Versuchst du erstmals, mit deinen Kindern Tennis zu spielen, läufst du Gefahr, mit einem Herzschlag umzukippen.«
»Es ist wundervoll«, sagte Michael einfach. »Das Beste, was ich je getan habe.«
»Aber?« fragte Graham.
»Aber ich bin den ganzen Tag mit den Kindern in der Wohnung eingesperrt und habe das Gefühl, allmählich durchzudrehen.«
»Was willst du mit dem Rest deines Lebens anfangen?«
»Alkoholiker werden. Bitte noch etwas Scotch.«
»Klar«, sagte Graham. Er machte eine Show daraus, wie er mit seinen langen Händen nach der Flasche griff und Michael zwei Fingerbreit Whisky einschenkte. Graham hatte eine angeborene Eleganz, die sich allen seinen Bewegungen mitteilte.
Michael hatte schon immer gefunden, für einen Spion sei er etwas zu hübsch: seine immer halb geschlossenen grauen Augen, die gelangweilte Überheblichkeit projizierten, seine schmalen Züge, die auch bei einer Frau attraktiv gewesen wären.
Im Grunde seines Wesens war er ein Künstler, ein hochbegabter Pianist, der sich seinen Lebensunterhalt ebensogut auf dem Konzertpodium wie auf der Gehe imdienstbühne hätte verdienen können. Michael vermutete, Graham sei durch die Heldentaten seines Vaters - »sein verdammter wundervoller Krieg«, hatte Graham einmal nach übermäßig viel Bordeaux geknurrt - zur Geheimdienstarbeit getrieben worden.
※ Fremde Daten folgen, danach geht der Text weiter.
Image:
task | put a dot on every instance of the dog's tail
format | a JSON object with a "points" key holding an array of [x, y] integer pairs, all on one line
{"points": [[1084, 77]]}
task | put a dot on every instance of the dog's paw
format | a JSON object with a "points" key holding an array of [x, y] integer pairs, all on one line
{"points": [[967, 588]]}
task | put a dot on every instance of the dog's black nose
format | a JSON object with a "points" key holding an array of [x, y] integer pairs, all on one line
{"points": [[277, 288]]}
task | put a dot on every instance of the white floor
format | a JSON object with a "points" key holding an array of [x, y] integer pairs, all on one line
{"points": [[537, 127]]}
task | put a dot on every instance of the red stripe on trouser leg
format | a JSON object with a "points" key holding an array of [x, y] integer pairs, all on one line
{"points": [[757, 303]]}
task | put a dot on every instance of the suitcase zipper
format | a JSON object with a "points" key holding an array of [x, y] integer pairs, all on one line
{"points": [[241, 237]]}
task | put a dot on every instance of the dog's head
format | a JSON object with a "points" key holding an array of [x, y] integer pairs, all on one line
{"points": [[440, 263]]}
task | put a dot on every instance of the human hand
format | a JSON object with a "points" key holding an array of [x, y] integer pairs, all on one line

»Als der Senator dich gebeten hat, freiberuflich ein paar Nachforschungen über die Ulster Freedom Brigade anzustellen ...«, sagte Graham.
»Habe ich nicht gerade mit dem Fuß aufgestampft und mich geweigert.«
»Hat Elizabeth dein kleines Spiel durchschaut?«
»Elizabeth durchschaut alles. Sie ist Anwältin, oder hast du das vergessen? Und eine verdammt gute. Sie hätte auch eine hervorragende CIA-Agentin abgegeben.« Michael zögerte einen Augenblick. »Also, was kannst du mir über die Ulster Freedom Brigade erzählen?«
»Ausgesprochen wenig, fürchte ich.« Graham machte eine Pause und sah seinen Freund mit hochgezogenen Augenbrauen an. »Wieder die üblichen Spielregeln, einverstanden, Michael?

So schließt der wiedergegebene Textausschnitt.